It is to be noticed in this connection that by sect. 79 (5), where a trade mark has been removed from any cause whatever, such trade mark is, nevertheless, for the purpose of any application for registration during the five years next after the date of such removal, to be deemed to be still registered; consequently, the only safe course for a person aggrieved seems to be to ask, not for mere cancellation, but for the substitution of his own name for the name entered on the register without sufficient cause.

Otherwise he will be debarred for five years from registering his SECT. 90. own mark.

(3.) In respect of the remaining entries in the register it may be said generally that cancellation at the request of the registered proprietor may be effected under sect. 91, but rectification in any other manner or on the application of any other person can only be made by the court under this section.

Where two manufacturers agreed that each should register the same trade mark, subject in each case to a note restricting user, and such notes were accidentally omitted, an application by both parties under this section to rectify the register by adding the restrictive notes was successful: In re Mitchell's and Houghton and Hallmark's Trade Marks, Chitty, J., 1884, 28 Ch. D. 666; 33 W. R. 408.

As to the subdivision of classes see sect. 72, and as to the limitation of the user of trade marks by inserting a note on the register see sect. 62 (3).
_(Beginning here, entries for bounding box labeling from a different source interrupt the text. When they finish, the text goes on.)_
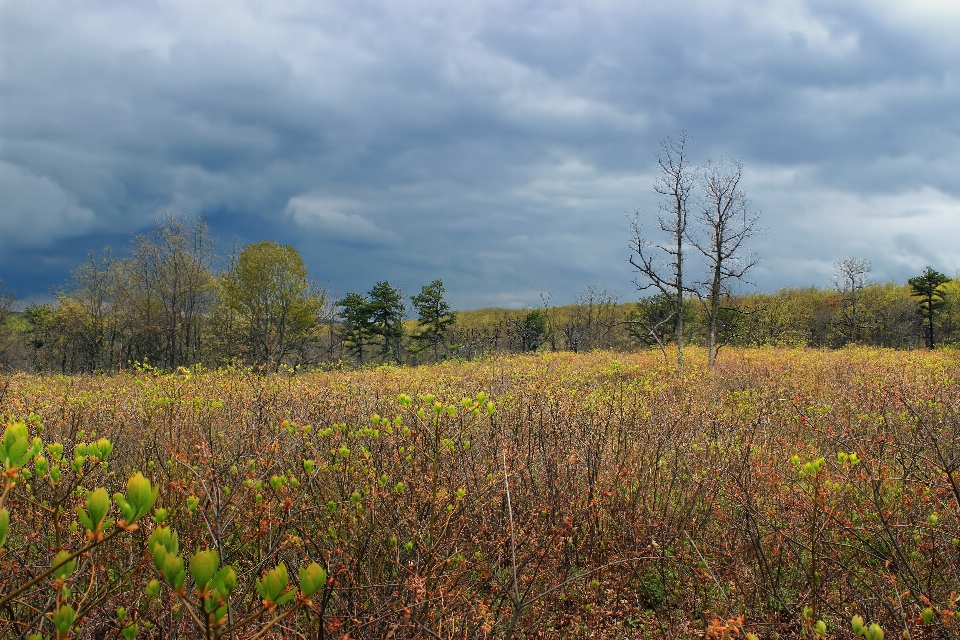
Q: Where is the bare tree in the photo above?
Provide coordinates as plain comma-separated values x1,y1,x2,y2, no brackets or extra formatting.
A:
130,212,216,369
833,258,873,342
688,159,759,367
630,132,697,368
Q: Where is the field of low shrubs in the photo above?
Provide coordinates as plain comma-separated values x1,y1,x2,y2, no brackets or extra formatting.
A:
0,349,960,640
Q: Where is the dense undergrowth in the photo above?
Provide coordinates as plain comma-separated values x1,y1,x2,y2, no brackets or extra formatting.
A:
0,349,960,638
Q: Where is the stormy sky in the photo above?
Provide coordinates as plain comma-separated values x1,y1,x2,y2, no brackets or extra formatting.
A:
0,0,960,309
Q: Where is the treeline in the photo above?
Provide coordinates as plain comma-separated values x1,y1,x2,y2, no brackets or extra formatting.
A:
0,215,960,374
450,278,960,357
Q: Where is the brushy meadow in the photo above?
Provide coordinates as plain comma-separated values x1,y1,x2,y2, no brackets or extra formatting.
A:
0,349,960,640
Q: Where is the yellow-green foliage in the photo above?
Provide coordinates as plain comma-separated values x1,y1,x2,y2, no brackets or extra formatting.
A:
0,348,960,638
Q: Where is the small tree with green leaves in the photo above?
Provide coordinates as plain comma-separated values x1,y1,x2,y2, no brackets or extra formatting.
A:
221,240,323,370
907,267,950,349
410,280,457,362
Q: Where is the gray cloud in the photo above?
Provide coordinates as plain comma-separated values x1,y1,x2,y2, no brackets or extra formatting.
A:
0,0,960,307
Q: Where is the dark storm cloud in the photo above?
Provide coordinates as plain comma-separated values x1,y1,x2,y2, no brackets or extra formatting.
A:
0,0,960,307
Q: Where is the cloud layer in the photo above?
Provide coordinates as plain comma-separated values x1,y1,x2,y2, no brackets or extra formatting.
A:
0,0,960,308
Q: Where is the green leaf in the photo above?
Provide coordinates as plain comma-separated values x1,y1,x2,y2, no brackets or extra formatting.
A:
0,507,10,549
124,471,160,524
210,565,237,600
256,562,289,603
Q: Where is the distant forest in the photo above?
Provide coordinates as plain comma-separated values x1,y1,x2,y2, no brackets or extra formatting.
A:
0,216,960,374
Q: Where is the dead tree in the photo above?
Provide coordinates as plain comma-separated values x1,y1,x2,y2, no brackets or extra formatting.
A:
630,132,697,368
688,159,759,367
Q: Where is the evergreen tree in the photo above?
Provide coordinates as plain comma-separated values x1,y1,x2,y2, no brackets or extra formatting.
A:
907,267,950,349
410,280,457,362
367,281,406,363
337,293,373,365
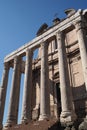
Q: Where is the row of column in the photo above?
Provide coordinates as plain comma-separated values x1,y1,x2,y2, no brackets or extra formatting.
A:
0,18,87,126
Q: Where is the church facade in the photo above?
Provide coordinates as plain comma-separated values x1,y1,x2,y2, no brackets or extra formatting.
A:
0,9,87,129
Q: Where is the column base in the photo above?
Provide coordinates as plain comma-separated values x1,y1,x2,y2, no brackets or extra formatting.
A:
39,114,49,121
60,112,77,126
79,117,87,130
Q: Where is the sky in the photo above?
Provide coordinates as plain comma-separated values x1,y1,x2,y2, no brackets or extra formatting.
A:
0,0,87,123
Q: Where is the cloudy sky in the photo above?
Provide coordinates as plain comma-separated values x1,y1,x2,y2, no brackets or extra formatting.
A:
0,0,87,125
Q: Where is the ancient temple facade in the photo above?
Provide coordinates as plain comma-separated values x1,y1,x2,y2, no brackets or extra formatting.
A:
0,9,87,129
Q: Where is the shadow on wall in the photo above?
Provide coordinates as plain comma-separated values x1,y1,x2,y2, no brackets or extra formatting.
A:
72,84,86,118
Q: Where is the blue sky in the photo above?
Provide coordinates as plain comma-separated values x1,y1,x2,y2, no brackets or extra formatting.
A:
0,0,87,125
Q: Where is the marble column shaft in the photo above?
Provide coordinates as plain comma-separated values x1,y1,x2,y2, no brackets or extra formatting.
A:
6,56,21,126
0,62,10,128
39,42,50,120
75,21,87,91
57,31,72,118
21,49,33,123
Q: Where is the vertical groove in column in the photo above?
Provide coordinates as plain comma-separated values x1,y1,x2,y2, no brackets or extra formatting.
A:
75,21,87,91
21,49,33,123
5,56,21,127
57,31,76,122
39,43,50,120
0,62,10,127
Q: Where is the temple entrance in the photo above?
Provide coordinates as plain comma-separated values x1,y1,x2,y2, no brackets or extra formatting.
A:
55,82,61,115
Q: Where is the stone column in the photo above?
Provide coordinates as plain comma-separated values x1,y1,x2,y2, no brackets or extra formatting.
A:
0,62,10,128
75,21,87,91
21,49,33,123
39,42,50,120
5,56,21,128
75,20,87,130
57,31,75,123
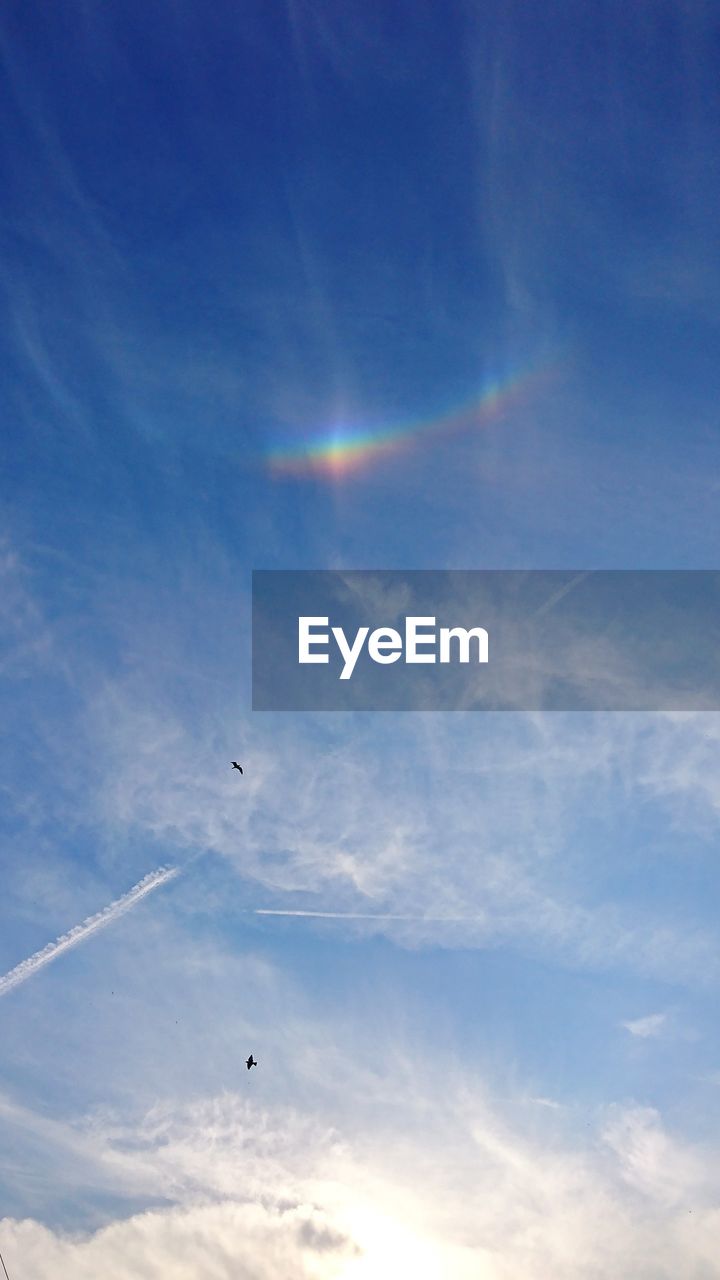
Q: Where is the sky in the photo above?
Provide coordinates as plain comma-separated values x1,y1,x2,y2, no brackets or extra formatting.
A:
0,0,720,1280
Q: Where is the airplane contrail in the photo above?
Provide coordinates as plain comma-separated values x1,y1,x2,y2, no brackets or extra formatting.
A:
530,570,591,618
252,906,484,924
0,867,179,996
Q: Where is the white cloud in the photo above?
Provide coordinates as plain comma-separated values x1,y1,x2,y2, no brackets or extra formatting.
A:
1,1073,720,1280
621,1014,667,1039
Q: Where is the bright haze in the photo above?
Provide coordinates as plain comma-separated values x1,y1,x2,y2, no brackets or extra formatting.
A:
0,0,720,1280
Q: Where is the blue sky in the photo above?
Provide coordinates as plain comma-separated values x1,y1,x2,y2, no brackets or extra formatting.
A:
0,0,720,1280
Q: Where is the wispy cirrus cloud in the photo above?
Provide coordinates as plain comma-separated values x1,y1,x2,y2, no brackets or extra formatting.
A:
1,1068,720,1280
623,1014,667,1039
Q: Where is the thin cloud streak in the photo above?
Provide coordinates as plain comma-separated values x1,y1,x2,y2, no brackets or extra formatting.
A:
252,908,484,924
0,867,179,996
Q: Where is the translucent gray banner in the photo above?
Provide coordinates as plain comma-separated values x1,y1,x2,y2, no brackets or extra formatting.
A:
252,570,720,712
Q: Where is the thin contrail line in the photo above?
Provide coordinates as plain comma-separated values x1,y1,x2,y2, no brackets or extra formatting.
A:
252,906,483,924
0,867,179,996
532,568,591,618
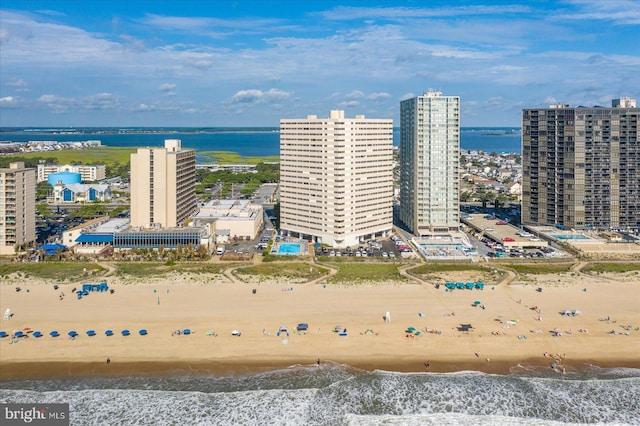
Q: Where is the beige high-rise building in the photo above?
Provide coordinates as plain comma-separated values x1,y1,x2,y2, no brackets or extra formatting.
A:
0,162,36,255
280,110,393,248
131,139,197,228
400,91,460,236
Costs. As a rule, costs will be given to the successful applicant for rectification; and this will be the case although he gives no notice to the registered proprietor of his intention to take action in the matter: In re Kuhn & Co.'s Trade Mark, Jessel, M.R., 1878, 53 L. J. Ch. 238; and although he offered no opposition to the original application, having overlooked the usual advertisements: In re Hyde's Trade Mark, Jessel, M.R., 1878, 7 Ch. D. 724; 38 L. T. N. S. 777; 26 W. R. 625; 54 L. J. Ch. 395.

The provision as to costs contained in this section applies presumably only to applications under the section, and not to applications to the court under sects. 69, 71, and 92.

In any event it does not appear to extend the general rule, that the costs of and incident to all proceedings in the Supreme Court are in the discretion of the court (Rules of Court, 1883, Order lxv. Rule 1), to costs incurred previous to the application : see In re Brandreth's Trade Mark, Jessel, M.R., 1878, 9 Ch. D. 618; 47 L. J. Ch. 816; 27 W. R. 281.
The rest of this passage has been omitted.